I have had the same issues in my shop. Windows XP doesn't have a Power User group as NT did. Power user group kept people from being able to install anything they wanted.
Due to several legacy systems or programs I have on the network, I have to give people admin rights. I run Novell in my office. How I shut people out of doing things is with the user policy. The true admin policy in my container is for me only and this gives me full control to the pc. All others I make a policy that I may call Power User XP group. The users associated to that group get admin rights from this policy, but in that policy I drill down what I don't want them to do. The Power user group policy I have prevents users from having the ability to run regedit. I also locked down in the policy so people can't go in and change their resolution on their computer ( so many people mess with that and screw up the settings and they can't see anything after a reboot). When you go into control panel, they don't see the tab that includes resolution. There are other things policies will prevent users from doing. The choices are endless.

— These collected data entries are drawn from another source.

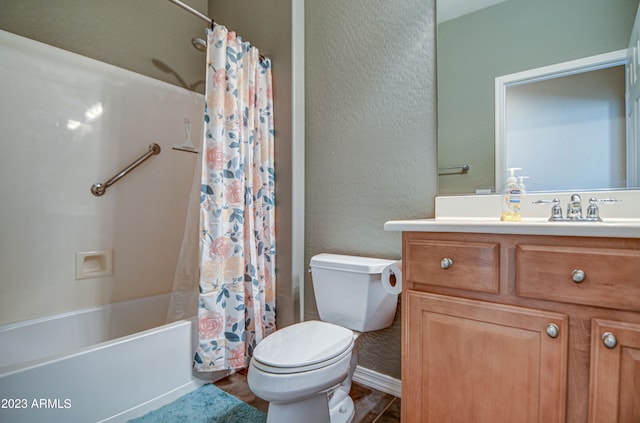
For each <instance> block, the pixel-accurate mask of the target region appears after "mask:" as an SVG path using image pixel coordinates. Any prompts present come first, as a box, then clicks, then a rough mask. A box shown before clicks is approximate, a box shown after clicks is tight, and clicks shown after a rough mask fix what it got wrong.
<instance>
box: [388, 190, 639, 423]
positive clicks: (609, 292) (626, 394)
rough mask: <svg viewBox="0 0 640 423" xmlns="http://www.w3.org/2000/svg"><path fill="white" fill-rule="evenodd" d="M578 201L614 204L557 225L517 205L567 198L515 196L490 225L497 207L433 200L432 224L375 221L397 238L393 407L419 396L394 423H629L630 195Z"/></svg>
mask: <svg viewBox="0 0 640 423" xmlns="http://www.w3.org/2000/svg"><path fill="white" fill-rule="evenodd" d="M580 194H581V195H582V198H583V201H584V199H587V200H588V198H589V197H590V196H594V197H597V198H603V197H608V198H619V199H621V200H622V202H619V203H614V204H606V205H603V206H602V207H601V208H600V210H601V216H602V218H603V219H604V221H605V222H604V223H599V222H595V223H594V222H580V223H565V222H562V223H558V222H548V221H546V219H547V218H548V213H549V212H550V208H551V206H550V205H544V206H534V205H532V204H531V201H533V200H535V199H538V198H541V197H544V198H554V197H558V198H560V200H561V205H563V208H565V207H566V204H565V203H566V201H568V198H569V195H570V193H566V194H565V193H563V194H557V195H544V196H542V195H538V194H536V195H527V196H525V200H524V202H523V209H522V211H523V221H522V222H500V221H499V217H498V216H499V212H500V196H496V195H493V196H462V197H440V198H438V199H437V200H436V217H435V218H434V219H419V220H405V221H391V222H387V223H386V224H385V230H389V231H402V232H403V234H402V259H403V275H404V280H403V292H402V304H403V315H402V325H403V329H404V333H405V334H406V336H404V337H403V342H402V396H403V397H405V398H422V399H423V400H422V401H413V402H403V404H402V421H403V422H408V423H411V422H414V421H415V422H418V421H437V420H438V417H439V416H443V415H447V416H456V419H454V420H452V421H453V422H466V421H470V420H473V419H474V418H476V419H478V418H480V419H481V420H483V421H545V422H558V423H560V422H564V421H585V422H586V421H588V422H599V423H600V422H615V421H637V420H639V419H640V414H638V411H637V408H636V407H634V405H633V401H634V399H633V395H632V394H629V393H633V392H635V390H634V389H635V388H634V380H633V374H634V371H635V370H634V369H638V368H639V367H640V359H639V357H640V284H639V283H638V277H637V275H638V274H640V222H639V219H638V218H637V217H638V216H637V210H639V209H640V207H638V205H639V203H638V199H637V197H638V193H637V192H632V191H619V192H610V191H607V192H600V193H580ZM529 200H531V201H529ZM487 381H491V383H489V384H487ZM614 387H615V388H614ZM513 392H518V395H515V396H514V395H513ZM478 416H482V417H478Z"/></svg>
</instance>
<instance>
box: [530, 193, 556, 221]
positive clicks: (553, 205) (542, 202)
mask: <svg viewBox="0 0 640 423" xmlns="http://www.w3.org/2000/svg"><path fill="white" fill-rule="evenodd" d="M533 204H538V205H539V204H553V207H551V217H550V218H549V220H551V221H554V220H562V207H560V199H559V198H554V199H553V200H547V199H542V200H536V201H534V202H533Z"/></svg>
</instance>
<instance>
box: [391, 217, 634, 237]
mask: <svg viewBox="0 0 640 423" xmlns="http://www.w3.org/2000/svg"><path fill="white" fill-rule="evenodd" d="M384 230H385V231H401V232H471V233H491V234H519V235H556V236H596V237H613V238H640V221H639V220H630V219H629V220H627V219H610V220H609V221H606V222H548V221H547V220H546V219H544V218H543V219H540V218H532V219H523V220H522V221H521V222H501V221H500V219H498V218H495V219H487V218H478V219H474V218H465V219H456V218H438V219H412V220H391V221H389V222H386V223H385V224H384Z"/></svg>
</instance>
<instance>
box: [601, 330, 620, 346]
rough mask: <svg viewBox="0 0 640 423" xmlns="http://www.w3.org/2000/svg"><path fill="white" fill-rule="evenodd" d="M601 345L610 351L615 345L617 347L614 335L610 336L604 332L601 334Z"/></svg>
mask: <svg viewBox="0 0 640 423" xmlns="http://www.w3.org/2000/svg"><path fill="white" fill-rule="evenodd" d="M602 343H603V344H604V346H605V347H607V348H609V349H610V350H611V349H613V348H615V347H616V345H618V340H617V339H616V337H615V335H614V334H612V333H611V332H605V333H603V334H602Z"/></svg>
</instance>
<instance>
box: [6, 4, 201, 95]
mask: <svg viewBox="0 0 640 423" xmlns="http://www.w3.org/2000/svg"><path fill="white" fill-rule="evenodd" d="M189 4H190V5H191V6H193V7H195V8H197V9H199V10H201V11H202V12H203V13H205V14H206V13H207V0H190V1H189ZM205 27H206V23H205V22H204V21H202V20H200V19H198V18H197V17H195V16H193V15H191V14H190V13H187V12H185V11H183V10H181V9H180V8H178V7H176V6H175V5H173V4H171V3H170V2H168V1H166V0H107V1H105V0H28V1H24V0H2V1H0V29H3V30H5V31H9V32H13V33H14V34H18V35H22V36H24V37H27V38H31V39H34V40H36V41H41V42H44V43H47V44H50V45H53V46H56V47H60V48H63V49H65V50H69V51H72V52H74V53H78V54H82V55H83V56H87V57H91V58H93V59H97V60H100V61H102V62H106V63H109V64H112V65H115V66H119V67H122V68H125V69H128V70H132V71H134V72H137V73H140V74H143V75H147V76H150V77H152V78H155V79H159V80H161V81H165V82H169V83H171V84H174V85H178V86H182V87H183V88H187V89H190V90H192V91H198V92H204V85H203V84H204V69H205V68H204V60H205V57H204V54H202V53H200V52H198V51H197V50H196V49H194V48H193V47H192V46H191V38H193V37H203V36H204V34H205Z"/></svg>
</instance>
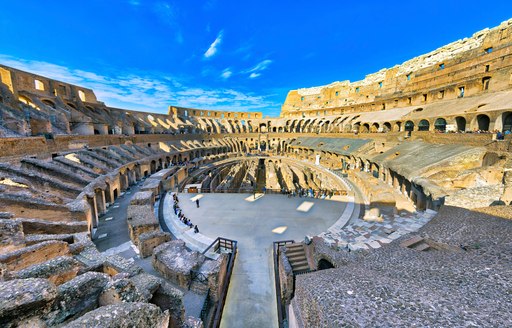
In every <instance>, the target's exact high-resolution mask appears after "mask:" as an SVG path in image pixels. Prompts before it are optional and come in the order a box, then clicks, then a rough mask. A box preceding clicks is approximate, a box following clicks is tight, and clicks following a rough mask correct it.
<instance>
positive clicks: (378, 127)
mask: <svg viewBox="0 0 512 328" xmlns="http://www.w3.org/2000/svg"><path fill="white" fill-rule="evenodd" d="M379 128H380V126H379V123H373V124H372V126H371V128H370V132H379Z"/></svg>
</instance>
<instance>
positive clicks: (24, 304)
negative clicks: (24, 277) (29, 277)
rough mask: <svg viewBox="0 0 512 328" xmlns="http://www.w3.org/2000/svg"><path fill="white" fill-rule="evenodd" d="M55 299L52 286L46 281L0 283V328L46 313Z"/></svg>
mask: <svg viewBox="0 0 512 328" xmlns="http://www.w3.org/2000/svg"><path fill="white" fill-rule="evenodd" d="M56 297H57V289H56V287H55V285H54V284H52V283H51V282H49V281H48V280H46V279H15V280H11V281H4V282H0V326H2V327H17V326H18V324H17V323H18V322H20V321H22V320H23V319H25V318H29V317H32V316H41V315H44V314H46V313H48V312H49V311H50V309H51V307H52V304H53V303H54V301H55V299H56Z"/></svg>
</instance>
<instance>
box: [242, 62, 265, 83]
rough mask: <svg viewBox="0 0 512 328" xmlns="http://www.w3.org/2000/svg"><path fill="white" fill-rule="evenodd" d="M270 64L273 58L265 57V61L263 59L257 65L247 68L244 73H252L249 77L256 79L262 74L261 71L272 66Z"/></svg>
mask: <svg viewBox="0 0 512 328" xmlns="http://www.w3.org/2000/svg"><path fill="white" fill-rule="evenodd" d="M270 64H272V60H270V59H265V60H264V61H261V62H259V63H258V64H256V66H254V67H253V68H251V69H248V70H245V71H244V72H243V73H251V74H250V75H249V78H250V79H254V78H257V77H259V76H261V72H262V71H264V70H266V69H267V68H268V67H269V66H270Z"/></svg>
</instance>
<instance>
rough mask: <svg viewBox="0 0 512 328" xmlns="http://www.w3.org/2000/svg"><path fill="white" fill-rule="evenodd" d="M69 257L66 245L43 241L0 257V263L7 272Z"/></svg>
mask: <svg viewBox="0 0 512 328" xmlns="http://www.w3.org/2000/svg"><path fill="white" fill-rule="evenodd" d="M66 255H70V253H69V247H68V243H66V242H63V241H45V242H42V243H39V244H36V245H32V246H29V247H25V248H21V249H18V250H15V251H13V252H9V253H6V254H2V255H0V263H3V264H5V265H6V268H7V270H9V271H19V270H22V269H24V268H27V267H29V266H31V265H34V264H39V263H43V262H46V261H48V260H51V259H52V258H55V257H59V256H66Z"/></svg>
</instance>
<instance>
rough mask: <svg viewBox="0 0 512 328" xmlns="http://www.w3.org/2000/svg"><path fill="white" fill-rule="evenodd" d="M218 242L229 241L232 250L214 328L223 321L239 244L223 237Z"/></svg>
mask: <svg viewBox="0 0 512 328" xmlns="http://www.w3.org/2000/svg"><path fill="white" fill-rule="evenodd" d="M216 240H219V242H220V241H221V240H225V241H229V242H230V245H231V247H232V248H231V253H230V254H229V261H228V266H227V270H226V279H225V281H224V286H223V287H222V291H221V294H220V298H219V302H218V304H217V308H216V310H215V317H214V319H213V325H212V327H214V328H217V327H220V320H221V319H222V312H223V310H224V305H225V303H226V296H227V294H228V288H229V282H230V280H231V275H232V273H233V267H234V264H235V258H236V252H237V244H238V242H237V241H236V240H231V239H226V238H221V237H219V238H217V239H216ZM214 243H215V242H214ZM212 245H213V243H212ZM212 245H210V246H209V247H208V248H207V250H208V249H209V248H210V247H211V246H212Z"/></svg>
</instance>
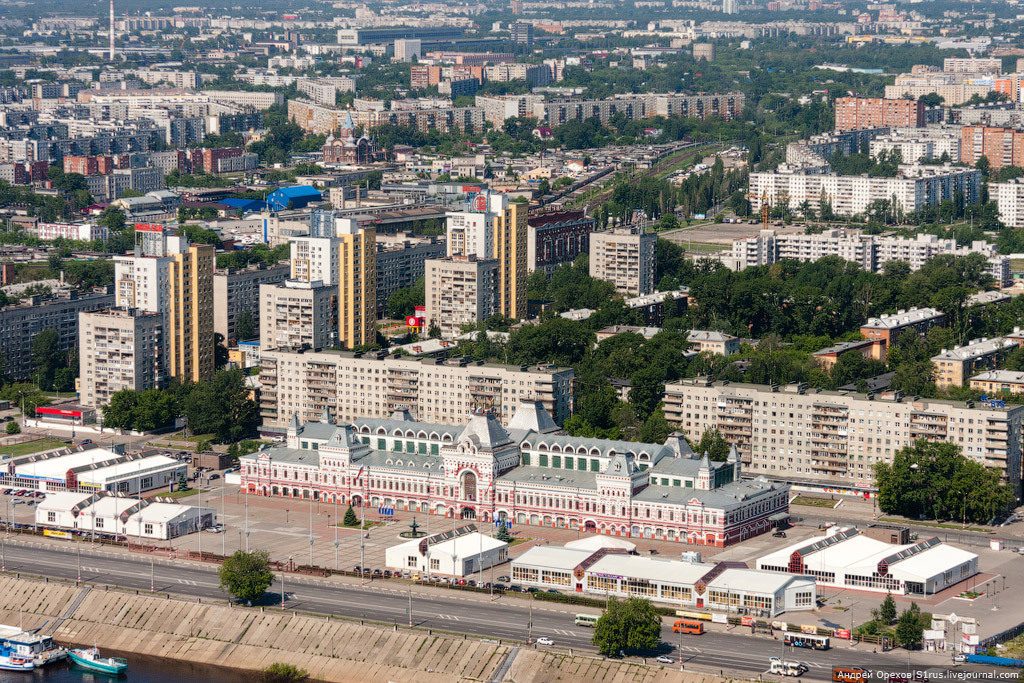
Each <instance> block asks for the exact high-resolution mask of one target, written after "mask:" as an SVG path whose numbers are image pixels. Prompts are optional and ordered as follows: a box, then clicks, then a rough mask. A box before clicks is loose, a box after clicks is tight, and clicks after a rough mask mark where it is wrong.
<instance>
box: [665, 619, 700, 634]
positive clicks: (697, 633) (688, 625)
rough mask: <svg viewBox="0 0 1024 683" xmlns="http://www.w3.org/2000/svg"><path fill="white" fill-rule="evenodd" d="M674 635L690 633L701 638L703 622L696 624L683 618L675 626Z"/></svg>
mask: <svg viewBox="0 0 1024 683" xmlns="http://www.w3.org/2000/svg"><path fill="white" fill-rule="evenodd" d="M672 632H673V633H689V634H692V635H694V636H699V635H700V634H702V633H703V622H695V621H693V620H688V618H681V620H679V621H678V622H676V624H675V626H673V627H672Z"/></svg>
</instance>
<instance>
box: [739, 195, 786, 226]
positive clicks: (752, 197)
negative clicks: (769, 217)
mask: <svg viewBox="0 0 1024 683" xmlns="http://www.w3.org/2000/svg"><path fill="white" fill-rule="evenodd" d="M745 197H746V199H749V200H761V228H762V229H764V230H767V229H768V214H769V213H771V208H772V202H771V200H770V199H769V197H768V193H767V191H764V193H762V194H761V196H760V197H758V196H757V195H752V194H751V193H746V195H745ZM780 200H785V202H786V206H788V202H790V196H788V195H775V201H776V202H778V201H780Z"/></svg>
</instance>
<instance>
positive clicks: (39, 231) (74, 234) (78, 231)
mask: <svg viewBox="0 0 1024 683" xmlns="http://www.w3.org/2000/svg"><path fill="white" fill-rule="evenodd" d="M32 231H33V232H35V234H36V237H38V238H39V239H40V240H47V241H49V240H56V239H57V238H62V239H65V240H81V241H82V242H91V241H92V240H105V239H106V236H108V229H106V226H105V225H97V224H95V223H36V225H35V227H33V228H32Z"/></svg>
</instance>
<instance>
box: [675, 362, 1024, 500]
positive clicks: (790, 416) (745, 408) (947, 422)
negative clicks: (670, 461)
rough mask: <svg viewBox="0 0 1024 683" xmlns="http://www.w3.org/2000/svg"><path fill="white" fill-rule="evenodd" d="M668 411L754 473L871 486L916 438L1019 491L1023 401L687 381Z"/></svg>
mask: <svg viewBox="0 0 1024 683" xmlns="http://www.w3.org/2000/svg"><path fill="white" fill-rule="evenodd" d="M665 416H666V418H667V419H668V420H669V422H672V423H674V424H677V425H678V426H679V428H680V429H681V430H682V431H683V433H685V434H686V435H687V436H689V437H690V438H700V436H701V434H703V432H705V431H706V430H708V429H717V430H718V431H719V432H720V433H721V434H722V436H724V437H725V439H726V440H727V441H729V442H730V443H732V444H734V445H735V446H736V449H737V450H738V451H739V453H740V457H741V460H742V463H743V467H744V468H749V469H748V471H749V472H751V473H753V474H762V475H765V476H767V477H769V478H776V479H782V480H786V481H795V482H808V483H820V484H827V485H831V486H839V487H842V488H849V489H854V490H856V489H870V488H872V487H873V486H874V476H873V466H874V464H876V463H879V462H891V461H892V458H893V456H894V455H895V454H896V452H897V451H899V450H900V449H903V447H904V446H907V445H912V444H913V442H914V441H915V440H916V439H919V438H925V439H928V440H932V441H948V442H950V443H955V444H956V445H958V446H961V449H962V450H963V453H964V455H965V456H967V457H968V458H971V459H972V460H975V461H977V462H979V463H981V464H983V465H985V466H986V467H994V468H997V469H998V470H999V471H1000V472H1001V474H1002V478H1004V480H1005V481H1006V482H1007V483H1009V484H1010V485H1011V486H1012V487H1013V489H1014V490H1015V493H1016V494H1017V495H1018V496H1019V495H1020V481H1021V440H1020V439H1021V425H1022V418H1024V405H1009V407H1008V408H990V407H988V405H984V404H975V403H973V402H961V401H952V400H937V399H930V398H909V397H904V396H903V395H902V394H901V393H900V392H887V393H882V394H876V395H865V394H860V393H853V392H845V391H823V390H817V389H809V388H808V387H807V386H806V385H804V384H791V385H786V386H784V387H778V386H767V385H757V384H741V383H722V382H712V381H710V380H709V379H707V378H696V379H688V380H683V381H681V382H679V383H675V384H669V385H667V386H666V394H665Z"/></svg>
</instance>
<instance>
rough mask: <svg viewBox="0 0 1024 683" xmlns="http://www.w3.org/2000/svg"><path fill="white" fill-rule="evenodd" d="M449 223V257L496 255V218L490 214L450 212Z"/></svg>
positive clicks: (488, 255) (480, 212) (447, 244)
mask: <svg viewBox="0 0 1024 683" xmlns="http://www.w3.org/2000/svg"><path fill="white" fill-rule="evenodd" d="M446 223H447V256H449V258H452V257H453V256H470V255H473V256H479V257H480V258H487V257H489V256H490V255H492V254H494V253H495V228H494V216H493V215H492V214H490V213H488V212H474V211H450V212H449V213H447V214H446Z"/></svg>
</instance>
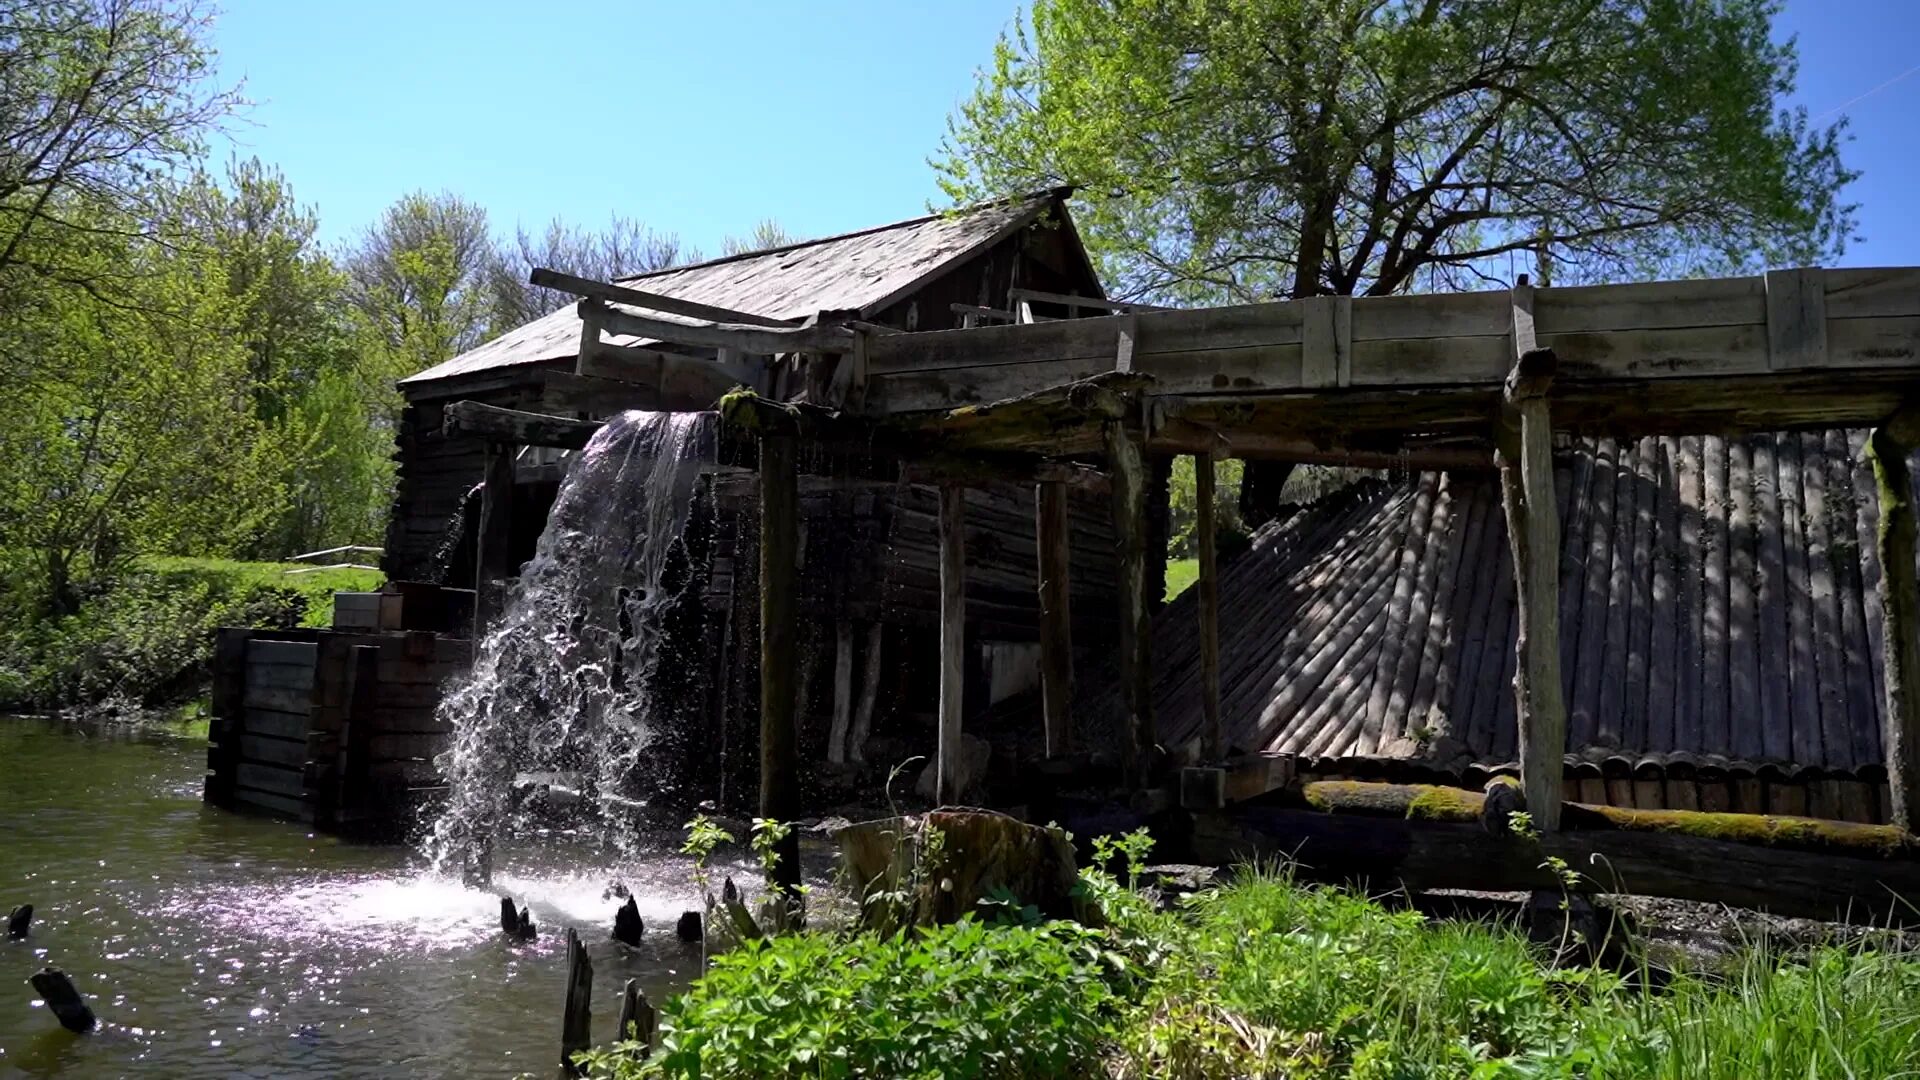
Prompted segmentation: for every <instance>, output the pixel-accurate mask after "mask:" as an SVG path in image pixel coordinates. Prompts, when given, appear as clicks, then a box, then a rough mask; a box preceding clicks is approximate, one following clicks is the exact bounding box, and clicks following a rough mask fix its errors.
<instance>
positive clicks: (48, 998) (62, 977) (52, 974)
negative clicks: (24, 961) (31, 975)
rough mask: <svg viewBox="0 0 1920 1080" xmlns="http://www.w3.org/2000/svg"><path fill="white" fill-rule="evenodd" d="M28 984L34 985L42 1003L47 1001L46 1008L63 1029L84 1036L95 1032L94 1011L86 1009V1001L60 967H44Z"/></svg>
mask: <svg viewBox="0 0 1920 1080" xmlns="http://www.w3.org/2000/svg"><path fill="white" fill-rule="evenodd" d="M27 982H31V984H33V992H35V994H38V995H40V1001H46V1007H48V1009H52V1011H54V1017H58V1019H60V1026H61V1028H67V1030H69V1032H75V1034H83V1036H84V1034H86V1032H90V1030H94V1024H96V1020H94V1011H92V1009H88V1007H86V999H84V997H81V992H79V990H75V988H73V980H71V978H67V972H63V970H60V969H58V967H44V969H40V970H38V972H36V974H35V976H33V978H29V980H27Z"/></svg>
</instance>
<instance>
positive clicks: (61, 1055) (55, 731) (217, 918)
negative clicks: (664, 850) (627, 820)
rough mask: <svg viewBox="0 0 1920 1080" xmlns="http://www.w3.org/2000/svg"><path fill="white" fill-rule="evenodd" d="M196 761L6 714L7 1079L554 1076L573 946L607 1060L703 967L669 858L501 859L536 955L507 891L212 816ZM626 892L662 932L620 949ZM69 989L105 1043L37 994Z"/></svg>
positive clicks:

Still my big thing is this doesn't keep people from installing software on their machines. You can only drill down so tightly with policies. If too tight, the legacy programs you want them to use won't work.
My company has a written policy about installing software on corporate equipment. My rule of thumb with the people I support is if you install a non-corporate software on your computer that messes it up, that pc will be reimaged so it is back to the corporate standards. If I can't save everything they had on the machine prior to me reimageing the workstation, this is a problem they made themselves because the policy has been addressed with them prior to installing the software.